# got a voicemail today



## DiSantodrywall&paint (May 2, 2010)

ok so i was doing some landscaping work today because when im slow and am not painting or drywalling ill do landscaping. My phone rings while im loading brush into my truck, so i let it go to voicemail. It was a girl said her name and number. quote " I want to know how much you charge for finish board to hang drywall." so i havnt called her back yet because to me she sounds fishy. Like she wants to know what people are charging so she can get in the biz. What do you all think. would you call or does it seem funny to you.


----------



## cdwoodcox (Jan 3, 2011)

DiSantodrywall&paint said:


> ok so i was doing some landscaping work today because when im slow and am not painting or drywalling ill do landscaping. My phone rings while im loading brush into my truck, so i let it go to voicemail. It was a girl said her name and number. quote " I want to know how much you charge for finish board to hang drywall." so i havnt called her back yet because to me she sounds fishy. Like she wants to know what people are charging so she can get in the biz. What do you all think. would you call or does it seem funny to you.


Call and set up a time to look at said job. Explain that every job is different and you do not feel comfortable pricing over the phone. That should tell you if she is serious or prying for info.


----------



## moore (Dec 2, 2010)

You say girl..not lady ,,early 20s??? call back..:yes:


----------



## 2buckcanuck (Jul 9, 2010)

DiSantodrywall&paint said:


> ok so i was doing some landscaping work today because when im slow and am not painting or drywalling ill do landscaping. My phone rings while im loading brush into my truck, so i let it go to voicemail. It was a girl said her name and number. quote " I want to know how much you charge for finish board to hang drywall." so i havnt called her back yet because to me she sounds fishy. Like she wants to know what people are charging so she can get in the biz. What do you all think. would you call or does it seem funny to you.


Call, just say you don't price over the phone, you half to see the job 1st.

If she says you must have a base rate or a ball park figure , still say you don't give that information over the phone, so your competition can find out.

Just stick to your guns, those that want prices over the phone are what car salesmen call tire kickers:yes: meaning their usually not worth your time


----------



## chris (Apr 13, 2011)

I would call back for sure,would also try not to give out to much info. I have called places for quotes on several occasions for a number of things...the one that most always got my business was the one that called me back and was most helpful.:thumbsup:


----------



## drywall guy158 (Dec 31, 2009)

cdwoodcox said:


> Call and set up a time to look at said job.
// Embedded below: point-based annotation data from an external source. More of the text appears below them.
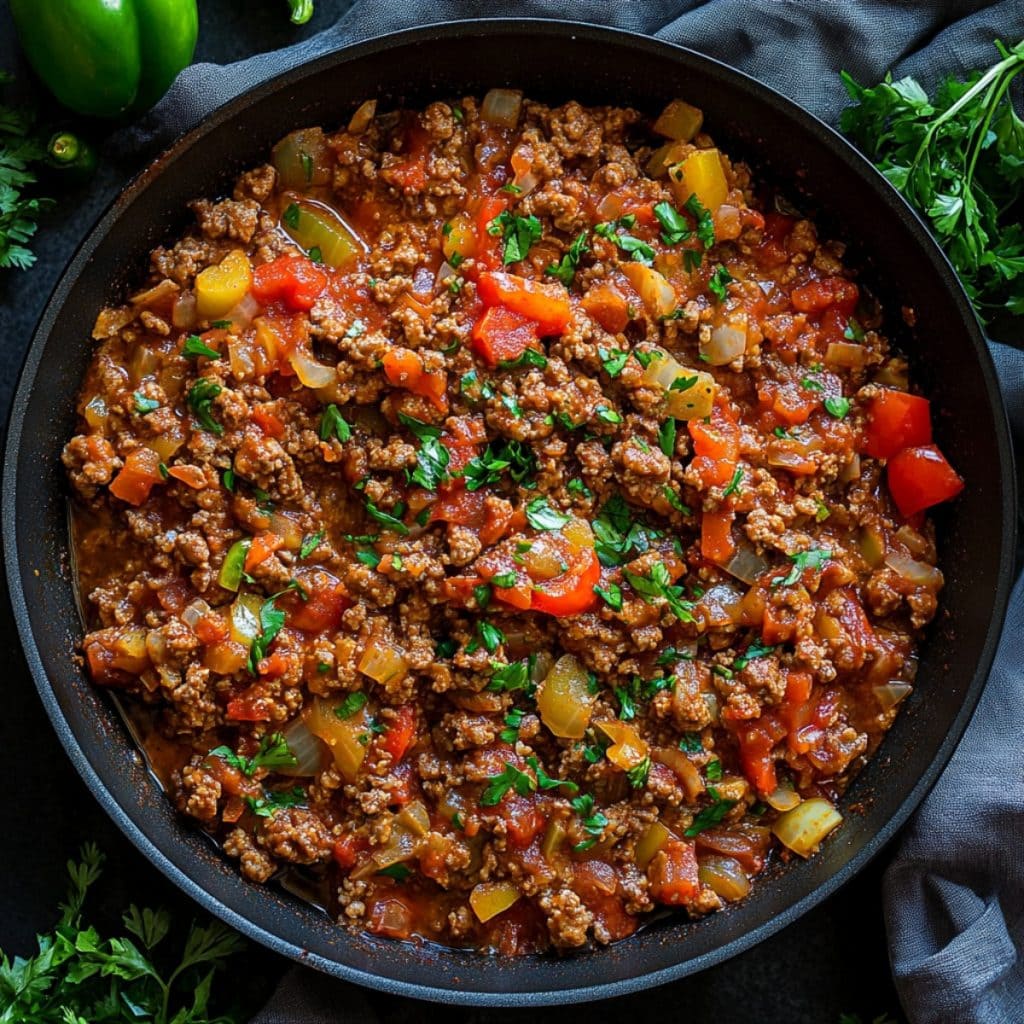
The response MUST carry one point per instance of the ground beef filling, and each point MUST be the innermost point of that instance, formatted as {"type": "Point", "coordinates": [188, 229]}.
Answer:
{"type": "Point", "coordinates": [476, 507]}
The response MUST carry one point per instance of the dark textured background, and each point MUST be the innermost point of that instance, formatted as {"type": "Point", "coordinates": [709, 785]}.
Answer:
{"type": "Point", "coordinates": [834, 961]}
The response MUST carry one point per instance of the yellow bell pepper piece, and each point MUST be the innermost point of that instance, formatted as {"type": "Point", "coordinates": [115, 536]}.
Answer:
{"type": "Point", "coordinates": [219, 289]}
{"type": "Point", "coordinates": [700, 174]}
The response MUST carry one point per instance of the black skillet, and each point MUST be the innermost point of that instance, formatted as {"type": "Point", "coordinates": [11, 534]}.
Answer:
{"type": "Point", "coordinates": [555, 61]}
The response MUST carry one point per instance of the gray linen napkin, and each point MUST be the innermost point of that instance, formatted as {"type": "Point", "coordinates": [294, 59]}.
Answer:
{"type": "Point", "coordinates": [954, 894]}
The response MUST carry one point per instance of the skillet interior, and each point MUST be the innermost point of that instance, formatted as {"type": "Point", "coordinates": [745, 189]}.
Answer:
{"type": "Point", "coordinates": [553, 61]}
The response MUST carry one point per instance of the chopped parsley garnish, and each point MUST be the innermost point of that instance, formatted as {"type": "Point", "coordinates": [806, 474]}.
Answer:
{"type": "Point", "coordinates": [507, 678]}
{"type": "Point", "coordinates": [515, 457]}
{"type": "Point", "coordinates": [755, 650]}
{"type": "Point", "coordinates": [512, 722]}
{"type": "Point", "coordinates": [606, 415]}
{"type": "Point", "coordinates": [517, 232]}
{"type": "Point", "coordinates": [195, 347]}
{"type": "Point", "coordinates": [667, 436]}
{"type": "Point", "coordinates": [310, 544]}
{"type": "Point", "coordinates": [638, 774]}
{"type": "Point", "coordinates": [734, 482]}
{"type": "Point", "coordinates": [613, 231]}
{"type": "Point", "coordinates": [658, 586]}
{"type": "Point", "coordinates": [274, 800]}
{"type": "Point", "coordinates": [594, 822]}
{"type": "Point", "coordinates": [273, 753]}
{"type": "Point", "coordinates": [837, 407]}
{"type": "Point", "coordinates": [386, 519]}
{"type": "Point", "coordinates": [612, 360]}
{"type": "Point", "coordinates": [333, 424]}
{"type": "Point", "coordinates": [510, 778]}
{"type": "Point", "coordinates": [542, 516]}
{"type": "Point", "coordinates": [200, 398]}
{"type": "Point", "coordinates": [814, 558]}
{"type": "Point", "coordinates": [143, 404]}
{"type": "Point", "coordinates": [710, 815]}
{"type": "Point", "coordinates": [853, 331]}
{"type": "Point", "coordinates": [352, 704]}
{"type": "Point", "coordinates": [706, 223]}
{"type": "Point", "coordinates": [719, 279]}
{"type": "Point", "coordinates": [612, 595]}
{"type": "Point", "coordinates": [565, 268]}
{"type": "Point", "coordinates": [675, 227]}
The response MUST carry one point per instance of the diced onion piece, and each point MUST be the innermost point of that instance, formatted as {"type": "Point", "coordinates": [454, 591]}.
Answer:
{"type": "Point", "coordinates": [745, 564]}
{"type": "Point", "coordinates": [918, 573]}
{"type": "Point", "coordinates": [315, 224]}
{"type": "Point", "coordinates": [727, 342]}
{"type": "Point", "coordinates": [243, 619]}
{"type": "Point", "coordinates": [891, 693]}
{"type": "Point", "coordinates": [492, 898]}
{"type": "Point", "coordinates": [564, 699]}
{"type": "Point", "coordinates": [628, 748]}
{"type": "Point", "coordinates": [306, 749]}
{"type": "Point", "coordinates": [693, 401]}
{"type": "Point", "coordinates": [725, 877]}
{"type": "Point", "coordinates": [302, 159]}
{"type": "Point", "coordinates": [782, 799]}
{"type": "Point", "coordinates": [414, 816]}
{"type": "Point", "coordinates": [649, 843]}
{"type": "Point", "coordinates": [502, 108]}
{"type": "Point", "coordinates": [360, 119]}
{"type": "Point", "coordinates": [700, 174]}
{"type": "Point", "coordinates": [679, 121]}
{"type": "Point", "coordinates": [340, 734]}
{"type": "Point", "coordinates": [657, 295]}
{"type": "Point", "coordinates": [846, 353]}
{"type": "Point", "coordinates": [309, 372]}
{"type": "Point", "coordinates": [383, 663]}
{"type": "Point", "coordinates": [803, 828]}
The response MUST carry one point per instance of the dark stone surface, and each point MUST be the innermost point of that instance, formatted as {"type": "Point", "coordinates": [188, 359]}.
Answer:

Explain that every job is different and you do not feel comfortable pricing over the phone. That should tell you if she is serious or prying for info.


 
:thumbsup:


----------



## joepro0000 (Jun 14, 2008)

I would def call back, there are alot of newbee clients that don't know how to start off asking for estimates in a traditional fashion. It could be she wants to get a price for a huge project. Tell her it all the depends on the size, number of sheets, and complexity of the job. There is nothing to lose, especially if your doing landscaping on the side to keep your drywall occupation - occupied.


----------



## 2buckcanuck (Jul 9, 2010)

DiSantodrywall&paint said:


> ok so i was doing some landscaping work today because when im slow and am not painting or drywalling ill do landscaping. My phone rings while im loading brush into my truck, so i let it go to voicemail. It was a girl said her name and number. quote " I want to know how much you charge for finish board to hang drywall." so i havnt called her back yet because to me she sounds fishy. Like she wants to know what people are charging so she can get in the biz. What do you all think. would you call or does it seem funny to you.


So did anything come from this phone call, did you get some work, the suspense is killing me:whistling2:


----------



## DiSantodrywall&paint (May 2, 2010)

yea i called and said that i cant give an estimate over the phone and if she wanted me to i could come measure everything out and give her an estimate. never heard from her again. could of been legit but sounded fishy so kind of glad she didnt call


----------



## carpentaper (Feb 28, 2009)

yor gut was obviously telling you something.


----------



## Captain Drywall (Aug 15, 2011)

The difference between a looker and a buyer is the salesman.


----------



## [email protected] (Dec 23, 2008)

Grasp one ear with one hand. With other hand grasp towel. Dry vigorously. Change hands and ears, repeat.  LOL

ya done good, next time ask when you should come by to measure, am or pm. It's called assuming the order.


----------